Publication year - 2000
Publication title -
molecular microbiology
Language(s) - English
Resource type - Journals
SCImago Journal Rank - 1.857
H-Index - 247
eISSN - 1365-2958
pISSN - 0950-382X
DOI - 10.1046/j.1365-2958.2000.02215.x
Subject(s) - operon , biology , psychological repression , repressor , promoter , transcription (linguistics) , escherichia coli , oxidase test , regulation of gene expression , gene , microbiology and biotechnology , transcription factor , gene expression , biochemistry , enzyme , linguistics , philosophy
The Escherichia coli cydAB operon, encoding the subunits of the high‐affinity cytochrome d oxidase, is maximally transcribed in microaerobiosis as a result of the combined action of the oxygen‐responsive regulators Fnr and ArcA. Here, we report that the histone‐like protein H‐NS is an aerobic repressor of cydAB expression. ArcA is shown to antagonize H‐NS action to render cydAB expression insensitive to H‐NS repression in anaerobiosis. The targets for H‐NS‐mediated aerobic repression are the four oxygen‐regulated promoters, designated P1, P2, P3 and P4. H‐NS control is the result of H‐NS binding to an extended region within the cydAB promoter element, including sequences upstream from and overlapping the four regulated promoters.

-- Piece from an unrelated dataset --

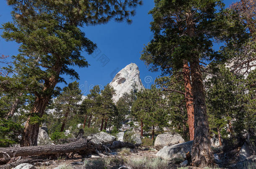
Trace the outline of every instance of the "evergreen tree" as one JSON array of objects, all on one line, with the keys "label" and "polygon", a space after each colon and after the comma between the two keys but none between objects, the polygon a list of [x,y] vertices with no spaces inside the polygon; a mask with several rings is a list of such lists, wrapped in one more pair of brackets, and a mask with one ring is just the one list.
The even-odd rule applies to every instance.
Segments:
[{"label": "evergreen tree", "polygon": [[170,127],[175,129],[185,140],[189,140],[191,139],[191,131],[188,130],[189,121],[184,98],[185,90],[183,77],[180,75],[161,77],[157,78],[155,82],[164,92],[165,107],[168,112]]},{"label": "evergreen tree", "polygon": [[216,11],[224,5],[218,0],[154,2],[155,7],[149,12],[154,19],[154,39],[145,48],[141,59],[152,70],[160,68],[163,74],[172,74],[182,68],[184,62],[189,63],[194,103],[192,166],[214,165],[200,63],[217,56],[212,48],[212,38],[221,32],[218,26],[222,20],[217,20],[221,18]]},{"label": "evergreen tree", "polygon": [[117,21],[135,14],[138,0],[8,0],[13,8],[13,23],[3,24],[2,37],[21,44],[20,53],[14,56],[15,68],[28,82],[35,96],[27,119],[21,145],[36,145],[40,118],[61,75],[76,78],[78,73],[70,66],[88,65],[81,52],[91,53],[96,45],[85,38],[78,26],[84,24],[106,23],[111,18]]},{"label": "evergreen tree", "polygon": [[131,113],[141,123],[141,135],[143,129],[152,127],[152,139],[154,136],[155,127],[160,128],[167,124],[166,110],[162,94],[155,86],[151,89],[146,89],[137,94],[137,99],[132,107]]},{"label": "evergreen tree", "polygon": [[63,89],[63,92],[55,100],[55,113],[63,118],[60,132],[64,131],[69,116],[73,116],[79,108],[79,102],[82,98],[79,83],[76,81],[68,84]]},{"label": "evergreen tree", "polygon": [[[111,120],[115,114],[116,107],[113,102],[112,98],[115,93],[113,87],[107,84],[104,87],[104,89],[101,91],[101,95],[102,97],[102,113],[101,114],[102,122],[100,126],[100,131],[103,129],[106,130],[107,122]],[[105,122],[103,127],[103,124]]]},{"label": "evergreen tree", "polygon": [[80,111],[85,114],[85,118],[84,122],[83,127],[85,126],[87,118],[89,118],[88,127],[90,128],[92,116],[95,114],[101,108],[101,101],[100,92],[100,89],[99,85],[95,86],[90,91],[90,93],[88,94],[86,98],[84,100],[80,106]]}]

We propose a regulatory model in which oxygen control of cydAB transcription is mediated by three alternative protein–DNA complexes that are assembled sequentially on the promoter region as the cells are shifted from aerobic to microaerobic and to anaerobic conditions. According to this model, ArcA‐P plays a central role in cydAB regulation by antagonizing H‐NS repression of cydAB transcription when oxygen becomes limiting. This allows peak gene expression and subsequent repression by Fnr under fully anaerobic conditions.